500 is most glorious when if you are playing with partners, someone is carrying someone else. A terrible player who knows just enough, is the most unpredictable of all. If you have a partner who through happens to live in that grey valley of skill and ineptitude and makes you wonder what they are doing, 500 is even more of a mind-screw than Bridge. As someone who likes playing to win, and playing to win is made all the more difficult by playing with a partner who might not necessarily be the most skilled, that provides a unique challenge of its own.
500 is the most brutal of the whist type card games because it can swing so suddenly. Not only that, there can be a sense of mental pugilism and blood lust in the bidding auction before a hand. How can you force someone into going 8 tricks that they can not make, or Open Misere when they should not? Will you be shipwrecked because of your own bravado?
Due to the nature of the bidding auction before a hand, it is entirely possible to win a rubber in just one hand; likewise it is also entirely possible to completely self destruct and lose a rubber in just one hand. Most bids for 6 and 7 trick hands are the bread and butter of the game; so I find that even if you have a hand full of nominal trash, you can generally get to 6 or 7, just by taking the initiative of being able to declare what trumps are.

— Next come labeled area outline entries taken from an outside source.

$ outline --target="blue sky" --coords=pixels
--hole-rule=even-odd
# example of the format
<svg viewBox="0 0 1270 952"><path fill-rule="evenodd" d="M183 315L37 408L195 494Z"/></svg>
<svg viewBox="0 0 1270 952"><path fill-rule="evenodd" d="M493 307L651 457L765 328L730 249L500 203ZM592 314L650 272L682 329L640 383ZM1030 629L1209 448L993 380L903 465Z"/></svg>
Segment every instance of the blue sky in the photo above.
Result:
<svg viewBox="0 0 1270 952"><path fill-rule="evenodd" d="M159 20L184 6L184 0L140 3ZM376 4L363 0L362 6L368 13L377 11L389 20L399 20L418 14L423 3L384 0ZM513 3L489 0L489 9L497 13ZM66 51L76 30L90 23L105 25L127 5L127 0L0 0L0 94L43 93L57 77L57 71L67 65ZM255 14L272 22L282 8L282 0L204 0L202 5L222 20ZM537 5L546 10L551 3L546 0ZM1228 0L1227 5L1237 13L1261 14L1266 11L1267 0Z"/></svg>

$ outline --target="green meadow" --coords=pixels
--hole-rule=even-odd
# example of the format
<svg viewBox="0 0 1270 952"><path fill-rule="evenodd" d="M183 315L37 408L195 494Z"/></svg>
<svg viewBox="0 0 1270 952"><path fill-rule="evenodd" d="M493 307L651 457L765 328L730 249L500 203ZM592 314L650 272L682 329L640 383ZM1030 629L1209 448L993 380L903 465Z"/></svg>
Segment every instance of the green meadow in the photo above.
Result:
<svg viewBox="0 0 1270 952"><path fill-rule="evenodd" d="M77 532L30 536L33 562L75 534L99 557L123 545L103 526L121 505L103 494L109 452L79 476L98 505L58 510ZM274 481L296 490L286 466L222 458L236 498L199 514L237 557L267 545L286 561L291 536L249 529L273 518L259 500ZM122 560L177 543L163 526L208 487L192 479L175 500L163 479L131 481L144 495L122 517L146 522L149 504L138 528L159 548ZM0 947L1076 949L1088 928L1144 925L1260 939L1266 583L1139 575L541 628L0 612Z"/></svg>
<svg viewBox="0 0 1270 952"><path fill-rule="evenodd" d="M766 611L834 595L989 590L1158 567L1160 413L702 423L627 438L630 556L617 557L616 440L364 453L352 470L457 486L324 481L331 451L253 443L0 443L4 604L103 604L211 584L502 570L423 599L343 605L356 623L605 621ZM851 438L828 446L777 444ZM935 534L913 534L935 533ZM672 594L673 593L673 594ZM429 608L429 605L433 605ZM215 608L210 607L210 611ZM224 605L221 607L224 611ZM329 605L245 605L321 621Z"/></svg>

On that note, 500 inherited the notions of the Left and Right Bower from Euchre. The name 'Bower' is derived from the German word 'Bauer' for 'farmer'; and I think that the idea that a Jack should be higher in rank than the Ace or King patently absurd but it is what it is. I do however love the fact that the Joker came from a game called Juckerspiel, which has been documented as existing in the 1840s but nobody knows what the rules were. I bet that it informed the development of 500 over the next 60 years.
I have found by playing 500 online, that I can force people off of their calls by going straight to a 7 call. Do not dance around the subject; bang! Go straight for the kill. I will temper this by saying that I also like to make all of the tricks in trash early. If you lead with an off suit 5, then your partner immediately knows that they have the responsibility to do something with it. This might sound insane but I think that I make more tricks for the good, with the 5, 6 and 7 cards than I do with K, Q and off-suit J. On that note, it is my opinion that the 9 and 10 in any suit serve almost no valuable function.
When you haven't won the bidding auction and someone else has won the call, your job is still playing to win. The stakes of a 6 call aren't very high and you need to win 5 tricks to break it but every trick is valuable. Winning just one trick means that your opponents can not go 'slam' and win 250 points. If you can force your opponent to an 8 call, then you only need to win 3 tricks; which can be joyous, despite it appearing to be so few.
That's probably why I think that 500 is the best card game and better than Bridge. A games of 500 sits on top of a knife-edge more often; so you always have to play to win. Play to win because you can afford to lose nothing.